Not saying his source is right or the mechanics of what he's talking about happens the way it does, but the outcome is correct.

Best drive Michigan had? Throwing the ball to Collins and DPJ. Those 2 were match up problems and Florida had trouble covering them 1 on 1. Then all of a sudden they stopped using them. Smart thing happened against OSU but that got away from them defensively. DPJ was open often, Collins made multiple jump ball catches and instead then run out Eubanks and try to bury their nose for 3 yards on the ground.

The tendency to go back to 2 and 3 TE sets and stick with it even when t's not working and immediately abandon 2 and 3 WR sets when it fails once is annoying.

You have stud WRs. Use them. You have space players like Evans. Use him in space.

AlbanyBlue

January 1st, 2019 at 11:24 PM ^

It totally makes sense that WRs will leave.

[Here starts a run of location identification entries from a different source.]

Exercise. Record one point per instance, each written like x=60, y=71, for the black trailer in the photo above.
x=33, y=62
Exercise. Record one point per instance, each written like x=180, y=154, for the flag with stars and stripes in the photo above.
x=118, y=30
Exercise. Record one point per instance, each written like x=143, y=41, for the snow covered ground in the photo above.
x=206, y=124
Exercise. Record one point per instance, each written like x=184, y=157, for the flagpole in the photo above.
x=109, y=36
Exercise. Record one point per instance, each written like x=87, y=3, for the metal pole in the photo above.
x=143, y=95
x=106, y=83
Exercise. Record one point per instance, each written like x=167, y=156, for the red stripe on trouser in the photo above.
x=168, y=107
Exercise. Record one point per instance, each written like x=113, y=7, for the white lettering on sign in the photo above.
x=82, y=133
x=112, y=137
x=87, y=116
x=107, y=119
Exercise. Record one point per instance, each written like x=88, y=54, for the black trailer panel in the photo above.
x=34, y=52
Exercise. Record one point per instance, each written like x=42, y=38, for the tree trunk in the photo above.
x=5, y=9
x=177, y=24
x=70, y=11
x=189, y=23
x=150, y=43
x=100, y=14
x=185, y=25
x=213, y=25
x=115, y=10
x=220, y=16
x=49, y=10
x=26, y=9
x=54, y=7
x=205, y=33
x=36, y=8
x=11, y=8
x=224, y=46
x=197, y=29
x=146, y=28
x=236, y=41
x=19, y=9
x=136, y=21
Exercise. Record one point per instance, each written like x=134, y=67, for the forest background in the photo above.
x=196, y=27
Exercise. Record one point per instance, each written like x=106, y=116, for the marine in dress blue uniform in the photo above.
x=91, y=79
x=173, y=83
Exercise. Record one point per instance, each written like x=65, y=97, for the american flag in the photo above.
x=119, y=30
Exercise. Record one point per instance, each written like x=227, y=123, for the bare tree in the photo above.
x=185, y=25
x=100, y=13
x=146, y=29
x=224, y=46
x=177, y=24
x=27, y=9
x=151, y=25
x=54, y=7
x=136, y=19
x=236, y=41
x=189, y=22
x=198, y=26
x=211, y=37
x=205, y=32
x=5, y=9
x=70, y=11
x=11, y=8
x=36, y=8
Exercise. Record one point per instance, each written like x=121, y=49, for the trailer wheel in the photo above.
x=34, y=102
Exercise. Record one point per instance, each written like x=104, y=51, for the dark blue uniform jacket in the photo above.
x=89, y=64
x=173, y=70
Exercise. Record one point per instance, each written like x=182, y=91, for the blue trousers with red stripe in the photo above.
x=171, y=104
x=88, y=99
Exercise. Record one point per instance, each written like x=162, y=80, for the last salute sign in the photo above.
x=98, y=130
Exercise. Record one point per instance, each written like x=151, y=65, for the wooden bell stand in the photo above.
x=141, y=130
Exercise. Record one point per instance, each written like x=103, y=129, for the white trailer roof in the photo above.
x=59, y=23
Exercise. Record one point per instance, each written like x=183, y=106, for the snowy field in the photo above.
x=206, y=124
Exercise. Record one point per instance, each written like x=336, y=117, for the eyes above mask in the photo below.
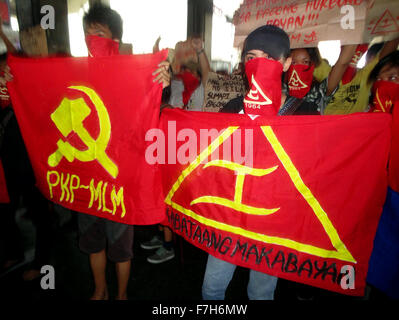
x=264, y=97
x=101, y=47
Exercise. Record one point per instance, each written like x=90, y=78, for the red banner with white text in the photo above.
x=84, y=122
x=298, y=197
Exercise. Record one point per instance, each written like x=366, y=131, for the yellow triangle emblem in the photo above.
x=339, y=252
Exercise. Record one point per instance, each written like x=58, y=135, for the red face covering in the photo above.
x=350, y=71
x=101, y=47
x=264, y=97
x=190, y=83
x=300, y=78
x=385, y=94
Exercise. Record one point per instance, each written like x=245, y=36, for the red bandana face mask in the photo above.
x=101, y=47
x=385, y=94
x=350, y=71
x=300, y=78
x=264, y=96
x=190, y=83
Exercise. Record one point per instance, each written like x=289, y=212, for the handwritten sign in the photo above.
x=382, y=20
x=306, y=21
x=220, y=89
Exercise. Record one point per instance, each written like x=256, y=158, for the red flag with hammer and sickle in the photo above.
x=84, y=122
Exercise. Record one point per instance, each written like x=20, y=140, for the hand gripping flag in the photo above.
x=295, y=197
x=84, y=122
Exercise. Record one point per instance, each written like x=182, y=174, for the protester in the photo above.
x=20, y=183
x=266, y=48
x=385, y=79
x=190, y=68
x=354, y=96
x=383, y=270
x=300, y=76
x=103, y=30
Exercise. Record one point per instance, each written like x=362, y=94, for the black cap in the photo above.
x=270, y=39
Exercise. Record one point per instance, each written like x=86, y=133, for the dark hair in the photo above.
x=374, y=49
x=314, y=55
x=269, y=39
x=391, y=60
x=102, y=14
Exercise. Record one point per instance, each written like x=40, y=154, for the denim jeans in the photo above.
x=219, y=273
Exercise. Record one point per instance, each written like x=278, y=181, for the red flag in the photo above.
x=4, y=198
x=84, y=122
x=394, y=154
x=295, y=197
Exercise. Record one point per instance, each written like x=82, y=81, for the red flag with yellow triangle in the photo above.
x=295, y=197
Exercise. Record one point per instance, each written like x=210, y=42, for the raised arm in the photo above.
x=340, y=66
x=389, y=47
x=7, y=42
x=197, y=44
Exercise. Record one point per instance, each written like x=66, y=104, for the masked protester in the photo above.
x=101, y=238
x=355, y=89
x=300, y=79
x=265, y=57
x=190, y=68
x=383, y=272
x=385, y=90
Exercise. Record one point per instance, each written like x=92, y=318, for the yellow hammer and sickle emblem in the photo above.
x=69, y=117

Why would they stay to get under-utilized? I don't need insider info to know something is clearly fucked up, but this take does seem to confirm it.

I don't know....Pep is "passing game coordinator" and our passing game has looked broken since he's been here. So that -- plus the fact that he's washed out everywhere he's been -- is the easy, obvious answer. 

But JH is an intense personality, and it's pretty obvious he's over-the-top about turnover avoidance above all else. So that could be trickling down, making the offensive coaches question their own input on the play-calls. Hell, it's looks to me like it's made it down to all of our QB's, resulting in the tentativeness and ball-patting and late throws we are all seeing.

Hold This L

January 2nd, 2019 at 11:38 AM ^

I mean at this point until we can stop a decent offense it won’t matter what we are doing to move the ball. 100 in two games is embarrassing

303john

January 3rd, 2019 at 11:39 AM ^

Watched the Michigan Podcast with Spath and Deace. They are spot on in their assessment. Harbaugh better make it right this season or recruits aren't coming here. The last three bowl games he got out coached. He wasn't supposed to get out coached by anyone except Pete Carroll.